I thought Al Gore ascending to the top of an auditorium in a cherry picker was the height of global warming sensationalism — the most excited someone could be about global warming in a public sphere.
I was wrong.
UT alumna Perla Sarabia Johnson’s debut book, “Global Warning,” brings environmental passion to yet another level.
The novel takes place in the first half of the 21st century and features a young male protagonist named Dustin Jones who must cope with the consequences of severe global warming. Plants and animals have reached almost unfathomable sizes. Temperatures never dip below triple digits. The food market is saturated by a flood of artificial substitutes.

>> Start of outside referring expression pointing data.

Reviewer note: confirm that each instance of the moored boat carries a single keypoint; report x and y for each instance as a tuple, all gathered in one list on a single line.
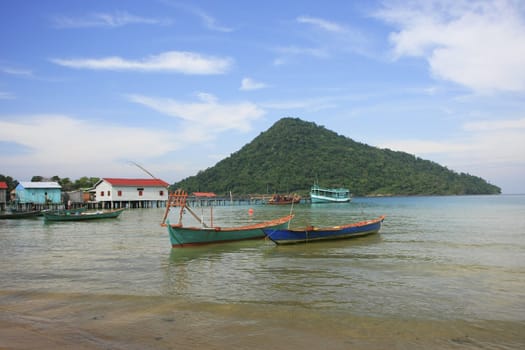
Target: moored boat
[(20, 214), (312, 234), (183, 236), (80, 216), (329, 195), (278, 199)]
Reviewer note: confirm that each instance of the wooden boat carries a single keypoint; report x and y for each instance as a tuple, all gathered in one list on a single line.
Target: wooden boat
[(312, 234), (183, 236), (278, 199), (329, 195), (80, 216), (20, 214)]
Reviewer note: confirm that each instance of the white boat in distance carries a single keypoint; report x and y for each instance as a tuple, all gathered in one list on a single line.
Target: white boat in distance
[(329, 195)]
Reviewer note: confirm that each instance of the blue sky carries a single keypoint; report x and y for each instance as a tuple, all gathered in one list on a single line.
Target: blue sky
[(88, 86)]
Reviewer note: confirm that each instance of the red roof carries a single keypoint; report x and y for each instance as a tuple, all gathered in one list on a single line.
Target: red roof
[(136, 182), (204, 194)]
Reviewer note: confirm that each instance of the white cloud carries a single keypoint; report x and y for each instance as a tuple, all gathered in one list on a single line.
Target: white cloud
[(171, 61), (322, 23), (490, 149), (118, 19), (60, 142), (250, 84), (207, 116), (15, 71), (493, 125), (211, 23), (478, 44)]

Dairy products are nowhere to be seen.
Yet “Global” is not a completely abstract, free-floating sci-fi novel. Johnson’s journalism training in newspaper, TV and radio aided her thorough research. She consulted many experts, from a horticulture professor at Texas A&M University to a member of the American Society of Civil Engineers to a curator at the Smithsonian.

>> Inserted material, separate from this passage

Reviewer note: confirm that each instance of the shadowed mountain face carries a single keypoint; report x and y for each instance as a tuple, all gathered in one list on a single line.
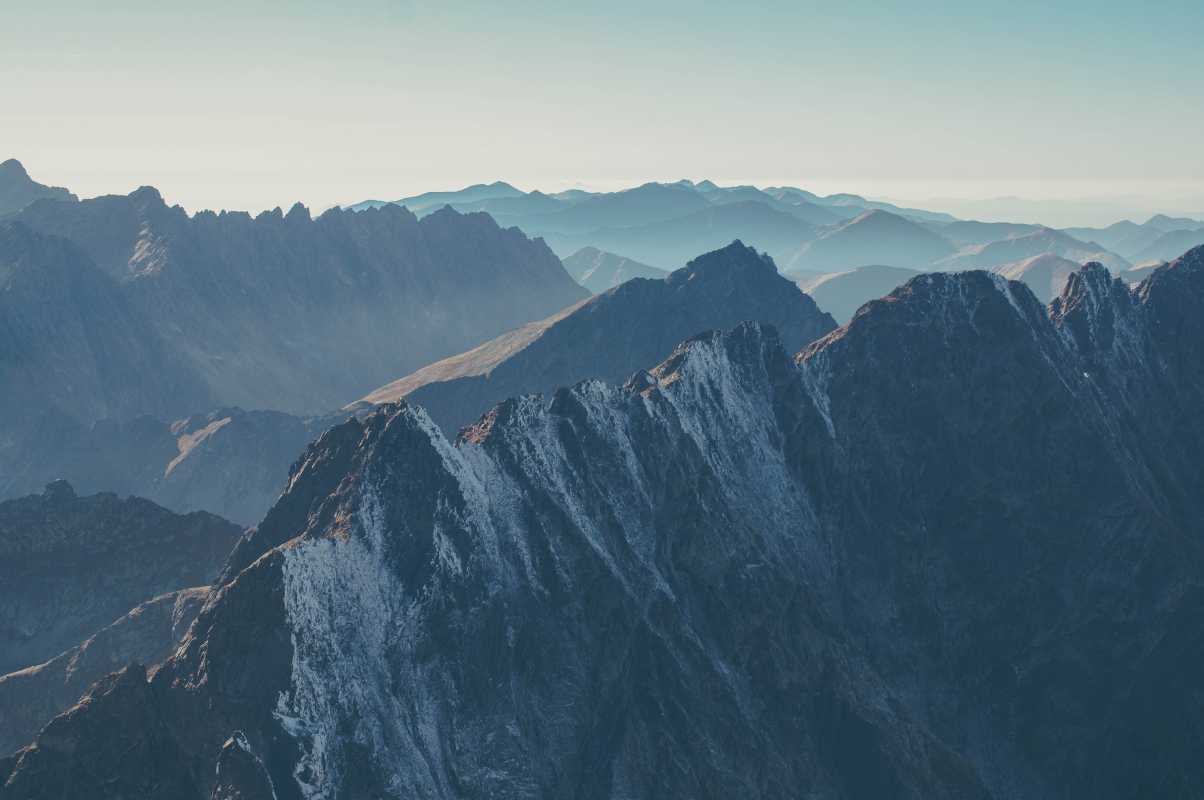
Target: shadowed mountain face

Johnson said the most surprising thing she learned while researching for her book was that her “wild” ideas were often plausible.
The “Dallas Down Under” that Dustin designs in the book? Possible. Johnson’s ideas on futuristic agriculture? Also possible. While the likelihood of these events occurring is slim, she said, the idea of at least minor probability made her “surprised and pleased.”
Johnson also weaves discussions of racial identity into her novel. As a child of two Cuban parents, Johnson is passionate about her culture and is not shy to address it in her work, even through such insidiously silent topics as Latino racism.